La Lega Pro reagisce duramente alla decisione della Figc: “Non siamo in grado di tornare a giocare”

La Serie C non è stata contenta della decisione presa nel consiglio federale e il presidente Ghirelli ha usato toni molto decisi: «Sarà ancora più dura per i nostri club»

Raduno Pro Patria 2019-2020

La Lega Pro si era già preparata a terminare la stagione senza scendere più in campo. La terza lega professionistica del calcio italiano aveva di fatti già scelto di terminare la stagione. Tutti d’accordo, o quasi.

Il consiglio federale della Figc di mercoledì 20 maggio ha infatti ribaltato tutto, non ascoltando le richieste della Lega Pro e tirando dritto verso altre scelte, non condivise dalla maggioranza delle squadre della Serie C.

Inutile far finta di non sapere che ci sia un abisso tra le realtà di Serie A e quelle di Serie C, alcune delle quali sono espressione di paesi di poche migliaia di abitanti e possono contare su strutture minime per la realtà che rappresentano.

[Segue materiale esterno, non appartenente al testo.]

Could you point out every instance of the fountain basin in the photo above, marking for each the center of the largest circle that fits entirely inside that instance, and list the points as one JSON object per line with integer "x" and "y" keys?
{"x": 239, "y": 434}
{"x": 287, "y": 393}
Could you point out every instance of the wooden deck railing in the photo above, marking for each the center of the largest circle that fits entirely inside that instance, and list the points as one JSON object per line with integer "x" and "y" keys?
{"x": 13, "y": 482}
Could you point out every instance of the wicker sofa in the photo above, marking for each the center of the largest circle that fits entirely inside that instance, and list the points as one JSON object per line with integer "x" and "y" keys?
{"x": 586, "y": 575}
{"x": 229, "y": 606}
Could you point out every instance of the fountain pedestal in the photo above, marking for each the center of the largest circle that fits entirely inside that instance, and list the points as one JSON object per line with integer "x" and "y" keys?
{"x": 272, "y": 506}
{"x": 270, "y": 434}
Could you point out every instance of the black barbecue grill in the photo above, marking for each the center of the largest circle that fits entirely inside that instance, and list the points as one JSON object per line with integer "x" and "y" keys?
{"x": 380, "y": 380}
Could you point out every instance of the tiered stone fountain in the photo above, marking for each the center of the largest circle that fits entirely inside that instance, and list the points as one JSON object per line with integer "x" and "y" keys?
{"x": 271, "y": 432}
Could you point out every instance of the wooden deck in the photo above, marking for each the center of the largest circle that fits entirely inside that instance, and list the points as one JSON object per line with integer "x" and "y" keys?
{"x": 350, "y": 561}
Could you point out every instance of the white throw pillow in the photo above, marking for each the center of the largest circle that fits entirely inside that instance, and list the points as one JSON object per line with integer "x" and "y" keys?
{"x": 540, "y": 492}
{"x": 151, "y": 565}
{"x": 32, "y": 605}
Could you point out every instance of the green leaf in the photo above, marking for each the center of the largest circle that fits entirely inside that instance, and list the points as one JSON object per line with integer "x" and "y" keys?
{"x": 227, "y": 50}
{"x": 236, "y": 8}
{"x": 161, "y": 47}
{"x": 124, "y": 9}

La risposta alla decisione della Figc è stata dura da parte del presidente della Lega Pro Francesco Ghirelli, che ha usato termini molto decisi ma estremamente chiari per spiegare la situazione: «Devo parlare il linguaggio della verità: quello che è uscito dal Consiglio federale non mi soddisfa per nulla. La Serie C ha una sua evidente specificità nel campo professionistico, altrimenti non si capirebbe perché ci sono A, B ed appunto Serie C. Noi non siamo in grado di tornare a giocare, ce lo hanno detto anche i sessanta medici sociali, dovevamo fare gli ipocriti e non parlare il linguaggio della verità? Il calcio va veramente riformato nella sua cultura. Noi non siamo in grado di assicurare la certezza delle misure per salvaguardare la salute. Quello che si sa del nuovo protocollo ci porta a dire che sarà ancora più dura per i nostri club. Mi auguro che io abbia torto rispetto alla situazione. Discuterò ancora una volta con i presidenti con la stessa chiarezza con cui l’ho fatto da sempre. Poi qualcuno può andare a sollecitare scrivendo lettere per giocare i playoff. Playoff e play out si potrebbero disputare? Abbiamo votato alla luce del sole, ne torneremo a discutere. Io non voglio sfidare nessuno, non c’è una lotta di potere, almeno per me conta solo la Serie C, i valori del calcio e al primo posto c’è la salute. La mia intenzione è di proteggere gli interessi di tutti i club, valgono gli interessi generali e non quelli di qualcuno”.